Morning Security Brief: Securing Haj from Disease, Employee Credit Checks, Counterfeit Military Parts, and More


 ►The Saudi health minister on Wednesday announced that precautions taken before Haj, the pilgrimage to Mecca, and the largest pilgrimage in the world, helped the event take place with no cases of infectious disease or cases requiring quarantine. In addition to screening foreign pilgrims upon entering the country, “Preventive doses against meningitis were given to 365,777 pilgrims, oral polio vaccines to 532,400 pilgrims and yellow fever vaccines to 200,000 pilgrims at various entry points to the Kingdom,” the minister said. “The ministry also has an instant information system that supplies to field workers information about the locations of the ambulances [and] also enabled remote consulting and video viewing of emergency wards in hospitals.” Before and during Haj, Saudi doctors and authorities warned that people making the trek should be careful when buying clothes or food from street vendors, fearing they would be helping spread contagions and getting food poisoning from improperly stored or prepared foods, Arab News reported. Almost two million pilgrims from around the world make the journey each year.  

►Researchers find no link between poor job behavior and credit scores. A group at Louisiana State University conducted a study to look for a link between the two because many employers conduct credit checks as a part of employment screening, the New York Times reported.

►Lawmakers testified that China was injecting the Pentagon’s supply chain with counterfeit parts. Senators John McCain (R-AZ), and Carl Levin (D-MI), said an ongoing investigation has revealed that old aircraft electronic parts are burned off old circuit boards, washed in rivers, dried on streets and sanded down to remove identifying marks before being sold on the Internet. In 1,800 cases, investigators found one million counterfeit parts, and 70 percent of the cases were traced back to China, the Daily Mail reported. “We can’t tolerate the risk of a ballistic missile interceptor failing to hit its target, a helicopter pilot unable to fire his missiles or any other mission failure because of a counterfeit part,” McCain was quoted as saying.

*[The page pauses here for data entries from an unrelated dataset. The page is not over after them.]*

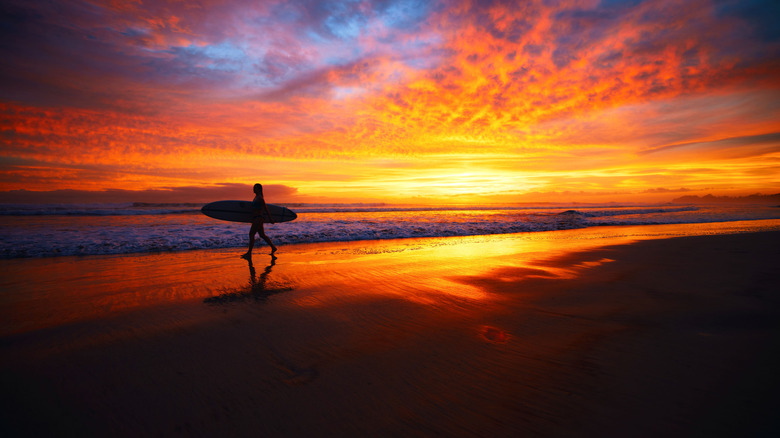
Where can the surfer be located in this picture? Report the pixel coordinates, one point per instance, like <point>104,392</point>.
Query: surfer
<point>257,224</point>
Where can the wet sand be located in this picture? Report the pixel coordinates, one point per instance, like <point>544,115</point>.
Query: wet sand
<point>606,332</point>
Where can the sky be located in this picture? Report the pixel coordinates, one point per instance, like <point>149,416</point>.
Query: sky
<point>388,101</point>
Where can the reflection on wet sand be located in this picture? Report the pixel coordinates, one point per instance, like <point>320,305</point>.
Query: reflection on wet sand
<point>258,288</point>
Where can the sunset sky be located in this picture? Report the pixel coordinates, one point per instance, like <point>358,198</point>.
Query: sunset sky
<point>389,101</point>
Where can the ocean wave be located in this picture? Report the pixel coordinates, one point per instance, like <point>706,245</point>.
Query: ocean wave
<point>47,236</point>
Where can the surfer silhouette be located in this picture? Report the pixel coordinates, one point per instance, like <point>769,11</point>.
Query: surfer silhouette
<point>257,225</point>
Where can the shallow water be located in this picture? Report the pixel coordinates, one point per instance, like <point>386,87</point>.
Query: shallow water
<point>56,230</point>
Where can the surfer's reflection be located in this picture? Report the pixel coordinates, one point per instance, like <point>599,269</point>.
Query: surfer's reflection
<point>258,288</point>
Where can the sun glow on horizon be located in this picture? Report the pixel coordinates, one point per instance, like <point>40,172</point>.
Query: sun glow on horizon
<point>401,100</point>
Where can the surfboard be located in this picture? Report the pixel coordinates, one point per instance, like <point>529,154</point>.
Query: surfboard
<point>244,211</point>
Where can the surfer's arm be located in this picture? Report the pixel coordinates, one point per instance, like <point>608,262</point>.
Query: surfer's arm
<point>265,207</point>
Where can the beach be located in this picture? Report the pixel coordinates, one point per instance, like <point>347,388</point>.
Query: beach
<point>653,330</point>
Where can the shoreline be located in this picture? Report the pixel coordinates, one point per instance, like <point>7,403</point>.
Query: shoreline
<point>593,332</point>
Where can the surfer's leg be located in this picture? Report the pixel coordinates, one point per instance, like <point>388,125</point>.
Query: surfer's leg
<point>252,231</point>
<point>261,232</point>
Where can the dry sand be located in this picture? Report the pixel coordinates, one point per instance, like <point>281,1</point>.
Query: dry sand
<point>610,332</point>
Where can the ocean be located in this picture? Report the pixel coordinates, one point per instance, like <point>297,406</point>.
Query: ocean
<point>100,229</point>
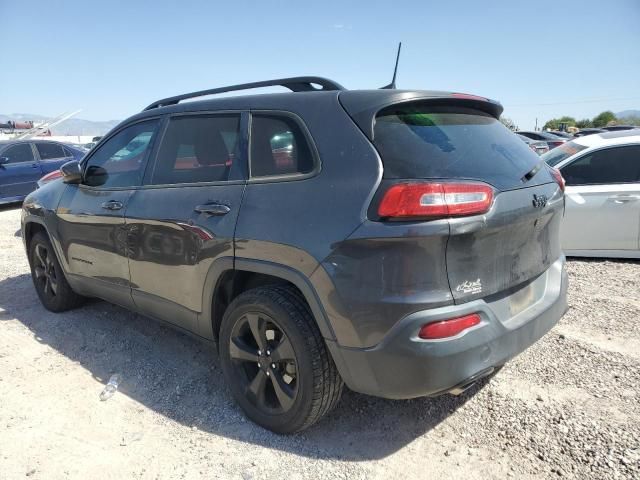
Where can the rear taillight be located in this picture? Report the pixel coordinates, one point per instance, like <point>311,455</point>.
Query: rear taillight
<point>448,328</point>
<point>557,176</point>
<point>412,200</point>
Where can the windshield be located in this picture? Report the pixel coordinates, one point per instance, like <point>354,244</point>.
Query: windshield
<point>425,141</point>
<point>558,154</point>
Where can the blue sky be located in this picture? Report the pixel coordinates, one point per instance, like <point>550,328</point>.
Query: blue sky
<point>111,58</point>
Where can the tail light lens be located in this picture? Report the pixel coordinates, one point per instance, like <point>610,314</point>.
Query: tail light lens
<point>413,200</point>
<point>448,328</point>
<point>557,176</point>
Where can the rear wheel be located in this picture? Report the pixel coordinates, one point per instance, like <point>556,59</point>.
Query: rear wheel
<point>276,361</point>
<point>51,286</point>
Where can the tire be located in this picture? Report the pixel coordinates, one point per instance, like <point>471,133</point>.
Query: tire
<point>299,391</point>
<point>52,287</point>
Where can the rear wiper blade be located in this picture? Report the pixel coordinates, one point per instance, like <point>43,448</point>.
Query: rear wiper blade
<point>532,173</point>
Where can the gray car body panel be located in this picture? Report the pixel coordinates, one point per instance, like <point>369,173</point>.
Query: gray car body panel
<point>367,282</point>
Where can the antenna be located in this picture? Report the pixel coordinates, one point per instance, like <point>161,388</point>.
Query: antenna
<point>392,85</point>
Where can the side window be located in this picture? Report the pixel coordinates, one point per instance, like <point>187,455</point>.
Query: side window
<point>611,165</point>
<point>278,147</point>
<point>196,149</point>
<point>120,161</point>
<point>18,153</point>
<point>48,151</point>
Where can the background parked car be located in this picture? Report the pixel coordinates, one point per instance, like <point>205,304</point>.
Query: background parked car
<point>538,147</point>
<point>552,140</point>
<point>23,162</point>
<point>588,131</point>
<point>560,134</point>
<point>602,175</point>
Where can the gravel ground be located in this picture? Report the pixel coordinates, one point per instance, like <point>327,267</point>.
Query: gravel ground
<point>569,406</point>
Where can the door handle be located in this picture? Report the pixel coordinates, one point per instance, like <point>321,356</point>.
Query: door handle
<point>112,205</point>
<point>212,209</point>
<point>624,198</point>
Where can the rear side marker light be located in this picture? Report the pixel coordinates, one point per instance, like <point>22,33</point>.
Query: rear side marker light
<point>448,328</point>
<point>407,200</point>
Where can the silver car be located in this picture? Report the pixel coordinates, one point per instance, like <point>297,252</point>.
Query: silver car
<point>602,175</point>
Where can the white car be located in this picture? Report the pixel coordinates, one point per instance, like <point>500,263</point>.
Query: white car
<point>602,175</point>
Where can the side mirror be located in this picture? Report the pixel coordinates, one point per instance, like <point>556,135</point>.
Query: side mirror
<point>71,172</point>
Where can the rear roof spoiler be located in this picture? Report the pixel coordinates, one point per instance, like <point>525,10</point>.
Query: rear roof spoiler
<point>295,84</point>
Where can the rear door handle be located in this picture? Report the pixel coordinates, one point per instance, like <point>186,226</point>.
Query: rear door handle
<point>212,209</point>
<point>624,198</point>
<point>112,205</point>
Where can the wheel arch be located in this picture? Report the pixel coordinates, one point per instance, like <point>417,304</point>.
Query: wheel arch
<point>32,225</point>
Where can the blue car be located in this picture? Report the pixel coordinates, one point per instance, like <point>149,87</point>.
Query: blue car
<point>23,162</point>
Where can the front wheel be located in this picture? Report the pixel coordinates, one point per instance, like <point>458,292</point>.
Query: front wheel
<point>275,360</point>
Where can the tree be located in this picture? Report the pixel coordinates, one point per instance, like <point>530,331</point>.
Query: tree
<point>510,124</point>
<point>603,119</point>
<point>584,123</point>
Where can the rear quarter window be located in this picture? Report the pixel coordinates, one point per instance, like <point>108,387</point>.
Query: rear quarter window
<point>423,141</point>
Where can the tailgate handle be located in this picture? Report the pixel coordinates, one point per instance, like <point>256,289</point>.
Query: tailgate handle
<point>213,209</point>
<point>112,205</point>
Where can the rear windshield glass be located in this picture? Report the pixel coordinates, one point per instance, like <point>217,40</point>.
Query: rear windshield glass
<point>423,141</point>
<point>558,154</point>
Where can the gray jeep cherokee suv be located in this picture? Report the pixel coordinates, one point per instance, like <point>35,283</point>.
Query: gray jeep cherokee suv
<point>402,242</point>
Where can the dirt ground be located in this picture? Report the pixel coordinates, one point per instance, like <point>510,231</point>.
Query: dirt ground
<point>569,406</point>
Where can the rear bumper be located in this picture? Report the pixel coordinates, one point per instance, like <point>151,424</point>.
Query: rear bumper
<point>404,366</point>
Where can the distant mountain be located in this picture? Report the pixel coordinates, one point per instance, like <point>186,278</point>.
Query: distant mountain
<point>628,113</point>
<point>72,126</point>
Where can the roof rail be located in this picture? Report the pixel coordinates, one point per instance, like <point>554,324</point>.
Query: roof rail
<point>295,84</point>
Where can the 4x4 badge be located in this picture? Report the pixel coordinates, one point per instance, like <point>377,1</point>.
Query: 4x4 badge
<point>539,201</point>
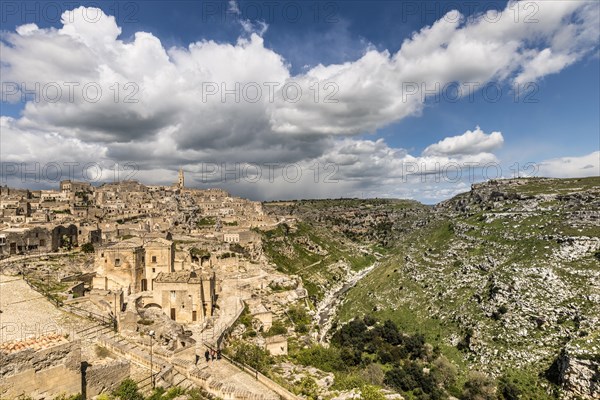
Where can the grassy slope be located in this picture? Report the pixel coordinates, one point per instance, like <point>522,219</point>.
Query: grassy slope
<point>322,222</point>
<point>495,272</point>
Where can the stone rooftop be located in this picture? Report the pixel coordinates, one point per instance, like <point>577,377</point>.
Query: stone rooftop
<point>35,343</point>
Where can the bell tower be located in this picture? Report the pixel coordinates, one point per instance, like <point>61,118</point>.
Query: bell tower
<point>180,179</point>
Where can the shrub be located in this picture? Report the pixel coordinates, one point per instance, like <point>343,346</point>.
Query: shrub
<point>370,392</point>
<point>253,356</point>
<point>128,390</point>
<point>325,359</point>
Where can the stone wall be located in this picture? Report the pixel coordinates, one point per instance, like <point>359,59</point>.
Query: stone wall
<point>579,378</point>
<point>42,373</point>
<point>105,377</point>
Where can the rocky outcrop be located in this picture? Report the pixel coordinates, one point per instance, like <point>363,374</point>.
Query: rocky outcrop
<point>578,377</point>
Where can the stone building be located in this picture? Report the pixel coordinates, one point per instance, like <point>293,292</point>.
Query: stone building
<point>42,367</point>
<point>36,239</point>
<point>120,265</point>
<point>276,345</point>
<point>185,296</point>
<point>133,264</point>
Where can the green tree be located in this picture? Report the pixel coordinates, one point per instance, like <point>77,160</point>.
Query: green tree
<point>479,387</point>
<point>87,248</point>
<point>370,392</point>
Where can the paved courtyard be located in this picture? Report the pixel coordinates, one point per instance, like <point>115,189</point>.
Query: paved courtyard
<point>26,313</point>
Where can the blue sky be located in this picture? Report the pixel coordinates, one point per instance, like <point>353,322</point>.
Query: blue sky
<point>557,116</point>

►In other news, a man in San Jose finds a GPS tracker on his vehicle. After removing it and contacting Wired, he checks his car again and a new tracker is in it’s place. It could have something to do with him buying the vehicle from a cousin, a drug dealer who fled to Mexico a year before, and his recent tips to Tijuana, although it’s unclear whether authorities had a warrant to use the devices.⇒ In South Africa, authorities are seeing a trend of robbers ramming armored trucks off the road to try and steal the money being carried inside. In the latest case, the thieves used explosives to try and open the back of the truck, but were unsuccessful. The attack took place on a rural road as police have cars pre-positioned at highway on-ramps for faster response to crimes. ⇒ And Becker’s Hospital Review provides tips for hospitals to fulfill risk assessment requirements after results of a survey said 25 percent of healthcare organizations conduct no security risk assessments.